LPC3130 for asynchronous USB to I2S

[jonsmirl]

Nobody seems to have considered using the NXP LPC3130 (or LPC3131) as an Asynchronous USB to I2S converter. It is $3.89 Q1 at Avnet.

• 96 kB (LPC3130) or 192 kB (LPC3131) embedded SRAM

• High-speed USB 2.0 (OTG, Host, Device) with on-chip PHY, 480Mb

• It is meant for a MP3 player so it can synthesize audio clocks (44.1, 48K multiples)

• You can dynamically download the software for it over the USB line. It boots in DFU mode.

• Available open source libraries implementing USB support

• Two dedicated I2S channels.

I think you could make a lot more IS2 channels by using the static memory interface. This interface has DMA capability and a 16b bus. The DMA is triggered from an external input. You could wire the audio clock output from an I2S channel into the external DMA trigger input.

Inside the CPU use software to serialize 15 channels of audio data and a word clock. Now when the audio clock triggers the SRAM DMA, clock out 15 channels of I2S and the word clock.

External devices should see this as 15 channels of I2S. Reverse the procedure for input.

96KB should be enough for the program an a good sized FIFO. If not use the LPC3131 and get 192KB of RAM.

[abraxalito]

Not a very DIY-friendly package that TFBGA180. But a great part for the price for sure.

[jonsmirl]

We can solder this chip in our lab, but it is a pain. For any significant quantity we have an assembly house solder.

Olimex makes a fairly cheap dev board for the chip. It has a lot of extra stuff on it. US disti

I suspect a USB to IS2 board can be made for under $20 using this chip. If someone gets this working I'll buy ten.

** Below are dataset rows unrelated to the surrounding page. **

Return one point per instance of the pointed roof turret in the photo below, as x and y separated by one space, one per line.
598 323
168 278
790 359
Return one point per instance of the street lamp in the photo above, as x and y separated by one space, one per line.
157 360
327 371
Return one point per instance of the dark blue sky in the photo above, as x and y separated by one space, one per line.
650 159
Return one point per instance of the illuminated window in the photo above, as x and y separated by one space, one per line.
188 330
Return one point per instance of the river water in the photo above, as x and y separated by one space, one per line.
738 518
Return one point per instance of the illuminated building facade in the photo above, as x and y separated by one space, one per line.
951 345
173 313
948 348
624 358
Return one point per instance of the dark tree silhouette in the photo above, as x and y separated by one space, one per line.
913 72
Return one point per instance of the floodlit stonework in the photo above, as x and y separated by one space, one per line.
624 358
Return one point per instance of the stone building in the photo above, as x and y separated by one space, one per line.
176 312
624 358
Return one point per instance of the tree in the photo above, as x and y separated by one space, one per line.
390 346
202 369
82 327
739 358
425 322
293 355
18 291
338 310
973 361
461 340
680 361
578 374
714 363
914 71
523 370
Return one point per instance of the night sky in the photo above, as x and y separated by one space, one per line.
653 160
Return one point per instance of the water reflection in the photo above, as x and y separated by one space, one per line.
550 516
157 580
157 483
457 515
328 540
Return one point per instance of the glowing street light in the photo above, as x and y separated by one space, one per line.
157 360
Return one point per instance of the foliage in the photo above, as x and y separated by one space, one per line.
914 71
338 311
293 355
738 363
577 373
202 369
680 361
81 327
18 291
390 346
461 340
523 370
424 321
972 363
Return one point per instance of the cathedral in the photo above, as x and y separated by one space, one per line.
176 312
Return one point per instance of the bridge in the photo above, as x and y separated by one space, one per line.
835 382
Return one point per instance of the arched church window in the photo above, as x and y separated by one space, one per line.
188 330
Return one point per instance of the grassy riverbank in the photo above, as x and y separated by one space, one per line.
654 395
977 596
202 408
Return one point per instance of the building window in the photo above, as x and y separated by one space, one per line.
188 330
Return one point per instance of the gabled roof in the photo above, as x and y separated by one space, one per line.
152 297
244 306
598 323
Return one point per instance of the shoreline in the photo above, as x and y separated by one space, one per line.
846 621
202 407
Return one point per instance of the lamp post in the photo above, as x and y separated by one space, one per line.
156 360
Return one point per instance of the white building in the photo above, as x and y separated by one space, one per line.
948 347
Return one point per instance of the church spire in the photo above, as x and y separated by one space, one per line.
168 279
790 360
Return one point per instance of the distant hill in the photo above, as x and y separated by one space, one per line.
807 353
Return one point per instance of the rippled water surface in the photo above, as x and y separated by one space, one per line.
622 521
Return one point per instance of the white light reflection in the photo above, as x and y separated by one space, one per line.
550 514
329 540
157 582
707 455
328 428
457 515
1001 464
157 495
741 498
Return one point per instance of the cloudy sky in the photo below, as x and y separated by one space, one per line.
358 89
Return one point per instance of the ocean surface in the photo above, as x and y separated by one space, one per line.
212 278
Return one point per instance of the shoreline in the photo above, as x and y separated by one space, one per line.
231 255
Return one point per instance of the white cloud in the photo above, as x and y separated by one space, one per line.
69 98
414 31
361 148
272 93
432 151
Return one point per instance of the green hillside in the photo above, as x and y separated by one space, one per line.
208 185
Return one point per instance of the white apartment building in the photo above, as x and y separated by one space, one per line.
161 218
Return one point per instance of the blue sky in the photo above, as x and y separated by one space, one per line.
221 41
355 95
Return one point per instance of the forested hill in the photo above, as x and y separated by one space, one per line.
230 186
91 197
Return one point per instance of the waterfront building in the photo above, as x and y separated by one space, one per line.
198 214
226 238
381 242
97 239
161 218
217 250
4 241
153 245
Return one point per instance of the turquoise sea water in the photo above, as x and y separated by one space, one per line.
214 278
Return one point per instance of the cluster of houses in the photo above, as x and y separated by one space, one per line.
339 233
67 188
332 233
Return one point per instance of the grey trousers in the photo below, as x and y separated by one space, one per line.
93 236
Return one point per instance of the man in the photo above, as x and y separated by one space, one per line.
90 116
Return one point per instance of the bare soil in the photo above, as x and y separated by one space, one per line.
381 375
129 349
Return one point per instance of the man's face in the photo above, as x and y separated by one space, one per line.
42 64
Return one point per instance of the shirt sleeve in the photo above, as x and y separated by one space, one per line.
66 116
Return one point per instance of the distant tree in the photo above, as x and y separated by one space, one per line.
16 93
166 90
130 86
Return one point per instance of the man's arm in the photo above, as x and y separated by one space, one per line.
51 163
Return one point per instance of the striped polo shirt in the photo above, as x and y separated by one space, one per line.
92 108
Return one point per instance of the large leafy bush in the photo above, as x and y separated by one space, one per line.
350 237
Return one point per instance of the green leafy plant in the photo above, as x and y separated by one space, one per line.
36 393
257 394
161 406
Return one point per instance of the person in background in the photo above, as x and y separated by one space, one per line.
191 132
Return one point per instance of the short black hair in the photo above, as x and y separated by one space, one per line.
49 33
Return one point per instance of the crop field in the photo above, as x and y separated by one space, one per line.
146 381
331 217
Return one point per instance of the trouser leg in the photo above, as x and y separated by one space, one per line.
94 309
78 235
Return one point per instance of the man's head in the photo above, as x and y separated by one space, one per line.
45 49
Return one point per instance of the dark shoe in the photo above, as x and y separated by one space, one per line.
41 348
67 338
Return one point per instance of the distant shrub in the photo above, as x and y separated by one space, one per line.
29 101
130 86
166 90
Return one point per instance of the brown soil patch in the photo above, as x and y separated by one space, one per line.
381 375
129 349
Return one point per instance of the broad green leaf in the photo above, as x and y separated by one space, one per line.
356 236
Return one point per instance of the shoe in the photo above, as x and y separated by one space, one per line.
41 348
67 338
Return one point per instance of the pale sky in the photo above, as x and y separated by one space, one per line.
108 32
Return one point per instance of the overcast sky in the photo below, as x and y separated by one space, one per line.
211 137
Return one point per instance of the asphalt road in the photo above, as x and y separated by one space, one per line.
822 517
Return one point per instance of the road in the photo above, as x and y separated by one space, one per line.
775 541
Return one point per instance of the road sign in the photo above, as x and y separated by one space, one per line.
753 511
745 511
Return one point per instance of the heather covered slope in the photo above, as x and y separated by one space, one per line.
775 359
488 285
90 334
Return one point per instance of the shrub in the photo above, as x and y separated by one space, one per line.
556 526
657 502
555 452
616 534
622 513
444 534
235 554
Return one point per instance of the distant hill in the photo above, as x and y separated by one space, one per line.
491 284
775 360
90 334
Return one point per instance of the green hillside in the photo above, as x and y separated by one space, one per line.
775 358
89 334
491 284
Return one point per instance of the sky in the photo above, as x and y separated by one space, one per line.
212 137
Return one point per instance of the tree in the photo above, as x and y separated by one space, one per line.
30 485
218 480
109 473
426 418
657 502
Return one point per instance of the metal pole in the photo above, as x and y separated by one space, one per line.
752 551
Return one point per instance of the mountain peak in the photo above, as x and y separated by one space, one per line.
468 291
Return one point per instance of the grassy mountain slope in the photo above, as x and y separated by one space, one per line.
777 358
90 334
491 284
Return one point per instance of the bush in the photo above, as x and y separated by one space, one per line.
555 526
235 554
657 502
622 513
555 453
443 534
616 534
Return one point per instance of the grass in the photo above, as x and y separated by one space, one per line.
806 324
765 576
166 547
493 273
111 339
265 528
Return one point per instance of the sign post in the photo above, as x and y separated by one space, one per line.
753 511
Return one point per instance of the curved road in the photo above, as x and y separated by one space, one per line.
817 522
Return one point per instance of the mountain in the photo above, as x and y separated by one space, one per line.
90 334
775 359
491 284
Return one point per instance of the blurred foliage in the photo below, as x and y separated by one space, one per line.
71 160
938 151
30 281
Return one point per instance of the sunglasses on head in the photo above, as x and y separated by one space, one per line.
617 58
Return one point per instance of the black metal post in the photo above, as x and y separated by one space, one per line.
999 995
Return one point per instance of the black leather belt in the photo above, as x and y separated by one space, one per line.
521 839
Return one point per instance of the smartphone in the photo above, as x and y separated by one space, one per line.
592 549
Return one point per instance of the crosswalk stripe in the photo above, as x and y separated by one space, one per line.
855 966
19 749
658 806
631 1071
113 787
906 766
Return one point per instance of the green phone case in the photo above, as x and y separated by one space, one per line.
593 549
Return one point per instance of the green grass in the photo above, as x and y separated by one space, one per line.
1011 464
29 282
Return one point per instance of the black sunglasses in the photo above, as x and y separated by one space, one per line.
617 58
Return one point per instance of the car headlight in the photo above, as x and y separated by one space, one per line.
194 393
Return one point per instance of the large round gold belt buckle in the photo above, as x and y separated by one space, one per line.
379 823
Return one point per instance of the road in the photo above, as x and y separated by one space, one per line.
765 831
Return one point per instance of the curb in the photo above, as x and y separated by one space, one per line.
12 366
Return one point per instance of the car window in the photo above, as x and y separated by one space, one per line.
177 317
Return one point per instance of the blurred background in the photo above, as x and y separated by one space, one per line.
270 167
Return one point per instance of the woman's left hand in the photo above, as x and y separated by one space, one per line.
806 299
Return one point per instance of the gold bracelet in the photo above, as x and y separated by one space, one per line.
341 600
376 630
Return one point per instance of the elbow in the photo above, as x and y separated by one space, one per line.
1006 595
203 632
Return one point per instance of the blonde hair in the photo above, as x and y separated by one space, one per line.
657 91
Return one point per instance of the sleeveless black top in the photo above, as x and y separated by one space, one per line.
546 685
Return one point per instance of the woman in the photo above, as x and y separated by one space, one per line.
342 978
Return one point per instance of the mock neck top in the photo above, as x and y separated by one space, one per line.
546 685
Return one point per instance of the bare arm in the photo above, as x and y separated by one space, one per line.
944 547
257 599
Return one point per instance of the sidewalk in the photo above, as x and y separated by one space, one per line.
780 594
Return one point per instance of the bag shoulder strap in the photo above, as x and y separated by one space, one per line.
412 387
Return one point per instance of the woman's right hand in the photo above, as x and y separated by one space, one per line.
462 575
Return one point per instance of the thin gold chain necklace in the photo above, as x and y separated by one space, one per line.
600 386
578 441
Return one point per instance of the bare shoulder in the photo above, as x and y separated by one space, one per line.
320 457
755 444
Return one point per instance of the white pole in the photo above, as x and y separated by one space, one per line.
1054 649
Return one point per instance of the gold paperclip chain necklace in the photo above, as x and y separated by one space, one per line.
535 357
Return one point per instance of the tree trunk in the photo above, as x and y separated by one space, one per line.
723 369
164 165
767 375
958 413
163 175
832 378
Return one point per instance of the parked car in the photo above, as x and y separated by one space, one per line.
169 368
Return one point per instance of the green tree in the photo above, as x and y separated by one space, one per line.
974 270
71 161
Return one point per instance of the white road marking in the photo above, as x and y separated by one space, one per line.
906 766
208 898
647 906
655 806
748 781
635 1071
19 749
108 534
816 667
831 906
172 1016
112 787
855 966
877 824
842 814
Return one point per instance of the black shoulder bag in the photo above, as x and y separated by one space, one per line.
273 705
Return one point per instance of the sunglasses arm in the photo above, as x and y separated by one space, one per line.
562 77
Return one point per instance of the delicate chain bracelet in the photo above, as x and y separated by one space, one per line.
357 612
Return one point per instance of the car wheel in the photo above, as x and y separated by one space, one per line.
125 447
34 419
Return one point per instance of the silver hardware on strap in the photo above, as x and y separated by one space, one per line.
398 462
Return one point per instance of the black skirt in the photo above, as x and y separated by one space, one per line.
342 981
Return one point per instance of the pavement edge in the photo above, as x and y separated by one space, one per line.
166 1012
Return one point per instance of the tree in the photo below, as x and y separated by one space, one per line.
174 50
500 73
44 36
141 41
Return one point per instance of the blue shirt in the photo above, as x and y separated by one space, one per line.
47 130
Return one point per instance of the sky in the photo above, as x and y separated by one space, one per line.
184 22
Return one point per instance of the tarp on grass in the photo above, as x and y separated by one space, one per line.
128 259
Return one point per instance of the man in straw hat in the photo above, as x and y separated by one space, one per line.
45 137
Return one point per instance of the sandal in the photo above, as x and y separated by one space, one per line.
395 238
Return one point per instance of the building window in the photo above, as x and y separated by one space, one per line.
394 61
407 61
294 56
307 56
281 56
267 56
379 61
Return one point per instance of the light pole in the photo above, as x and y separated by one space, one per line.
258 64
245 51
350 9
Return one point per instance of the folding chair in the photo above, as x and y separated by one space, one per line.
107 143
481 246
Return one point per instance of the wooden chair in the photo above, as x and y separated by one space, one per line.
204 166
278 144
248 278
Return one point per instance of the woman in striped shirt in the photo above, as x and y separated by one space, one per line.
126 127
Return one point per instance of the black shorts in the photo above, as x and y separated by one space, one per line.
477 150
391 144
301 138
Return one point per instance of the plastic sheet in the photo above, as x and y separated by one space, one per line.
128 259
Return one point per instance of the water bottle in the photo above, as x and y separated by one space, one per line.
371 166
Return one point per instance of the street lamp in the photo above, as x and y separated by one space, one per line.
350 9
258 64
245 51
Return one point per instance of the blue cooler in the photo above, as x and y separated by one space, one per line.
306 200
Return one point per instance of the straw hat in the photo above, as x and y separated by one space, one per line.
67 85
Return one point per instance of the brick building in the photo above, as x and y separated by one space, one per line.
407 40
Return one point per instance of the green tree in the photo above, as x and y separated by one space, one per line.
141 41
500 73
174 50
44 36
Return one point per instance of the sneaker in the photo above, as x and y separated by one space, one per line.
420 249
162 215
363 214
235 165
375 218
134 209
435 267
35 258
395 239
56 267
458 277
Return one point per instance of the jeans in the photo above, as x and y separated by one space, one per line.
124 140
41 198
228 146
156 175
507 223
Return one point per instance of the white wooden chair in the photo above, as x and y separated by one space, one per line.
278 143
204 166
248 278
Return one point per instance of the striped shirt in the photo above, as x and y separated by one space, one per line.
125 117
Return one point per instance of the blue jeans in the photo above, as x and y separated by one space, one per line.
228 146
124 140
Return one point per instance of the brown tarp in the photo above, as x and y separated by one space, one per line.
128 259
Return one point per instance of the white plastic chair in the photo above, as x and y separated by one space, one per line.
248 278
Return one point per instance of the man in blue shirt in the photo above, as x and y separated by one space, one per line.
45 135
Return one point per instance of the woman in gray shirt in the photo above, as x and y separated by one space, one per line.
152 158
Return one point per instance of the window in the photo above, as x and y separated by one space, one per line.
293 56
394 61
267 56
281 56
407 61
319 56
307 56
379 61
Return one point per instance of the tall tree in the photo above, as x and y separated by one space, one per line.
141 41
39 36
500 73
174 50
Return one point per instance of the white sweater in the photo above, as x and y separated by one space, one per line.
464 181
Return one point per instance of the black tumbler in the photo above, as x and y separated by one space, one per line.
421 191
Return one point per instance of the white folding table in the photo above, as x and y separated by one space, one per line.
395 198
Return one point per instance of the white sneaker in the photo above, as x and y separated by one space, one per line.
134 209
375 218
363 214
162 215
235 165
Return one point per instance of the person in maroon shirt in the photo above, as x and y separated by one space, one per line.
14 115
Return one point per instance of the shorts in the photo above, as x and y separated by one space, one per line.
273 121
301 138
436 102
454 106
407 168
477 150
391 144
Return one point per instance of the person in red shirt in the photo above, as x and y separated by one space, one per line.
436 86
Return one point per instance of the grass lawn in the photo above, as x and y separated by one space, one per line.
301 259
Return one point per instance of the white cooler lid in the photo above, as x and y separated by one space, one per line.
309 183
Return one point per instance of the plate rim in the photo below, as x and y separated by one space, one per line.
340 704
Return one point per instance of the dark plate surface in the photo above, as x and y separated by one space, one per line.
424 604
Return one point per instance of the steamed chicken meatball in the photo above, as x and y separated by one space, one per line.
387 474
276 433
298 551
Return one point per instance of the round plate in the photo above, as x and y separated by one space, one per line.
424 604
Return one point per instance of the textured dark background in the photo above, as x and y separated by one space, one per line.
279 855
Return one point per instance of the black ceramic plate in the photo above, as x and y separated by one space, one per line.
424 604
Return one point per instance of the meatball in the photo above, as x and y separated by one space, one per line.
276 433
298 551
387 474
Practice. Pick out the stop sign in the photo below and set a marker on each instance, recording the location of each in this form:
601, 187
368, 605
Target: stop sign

BTW, I've seen this chip go for $2.25 in huge quantity.

[abraxalito]

I remain skeptical of your use of DMA to bit-bang the 15 channels of output. - it would require bit-twiddling by the CPU which I reckon will be very cycle-intensive. Besides the SDR Widget guys already have an Open Source async solution, I think they were using an Atmel SoC though which is bound to be a bit more expensive than the NXP.

[jonsmirl]

It is a 180Mhz ARM9 core that would be dedicated to bit banging. USB arrives via DMA. At 96Khz that's 125 instructions per bit. For another $1 you can get a 270Mhz version which gives you 187 instructions per bit.

The 96K on-chip memory is SRAM so there are no refresh delays. There will be some interference from DMA. This is also a 32b CPU with lots of registers.

Based on these estimates it doesn't look hopeless.

[jonsmirl]

LPC3130 vs AT32UC3A3256 used in SDR widget

• $3.89 vs $12.47 - Q1
• 180Mhz vs 66Mhz
• 96KB RAM vs 128KB RAM
• can make audio clocks vs needs external oscilator
• download firmware from host vs 256KB flash
• 180-TFBGA vs 144-TFBGA

[twest820]

Hmm, if you're going to the trouble of coding up an asynchronous USB Audio Deivce Class 2.0 implementation for ARM why not target the LPC4300? Granted, the 4300 parts are a little more expensive but the clock rate is comparable, they're available in LQFPs, and the bit shuffling can be offloaded to the M0 and SGPIO.

[abraxalito]

Somewhat ironically the M0 isn't blessed with the very instruction (rotate with extend) that would make bit shuffling viable...

[mhelin]

Quote:

Originally Posted by twest820

Hmm, if you're going to the trouble of coding up an asynchronous USB Audio Deivce Class 2.0 implementation for ARM why not target the LPC4300? Granted, the 4300 parts are a little more expensive but the clock rate is comparable, they're available in LQFPs, and the bit shuffling can be offloaded to the M0 and SGPIO.

I think the 4300 LQFP's ( LPC4320FBD144) aren't available yet. Also they don't have internal flash, and the second I2S port pins are mostly shared with the SPIFI pins which are used for interfacing the external flash. Anyway, there's the NGX LPC4330-Xplorer board with the (not so good) UDA1380 codec which you can use for development until you can design your own one with the LQFP part.

[jonsmirl]

There are two ways to use the LPC3130, bare metal or add a $1 SDRAM chip. Bare metal is cheaper and more efficient. NXP has basic support libraries for bare metal USB and I2S. No audio class 2 though.

The other approach is to run Linux on it using the SDRAM chip. Linux already has audio class 2 and I2S support.

The two on-chip I2S channels can do 96/24 per the manual. I suspect they can also do 192/24 but can't provide a 256 fs clock at 192/24. 64 fs should work.

I don't have a need for more than two I2S. The bit twiddling appeared to be possible so I just mentioned it.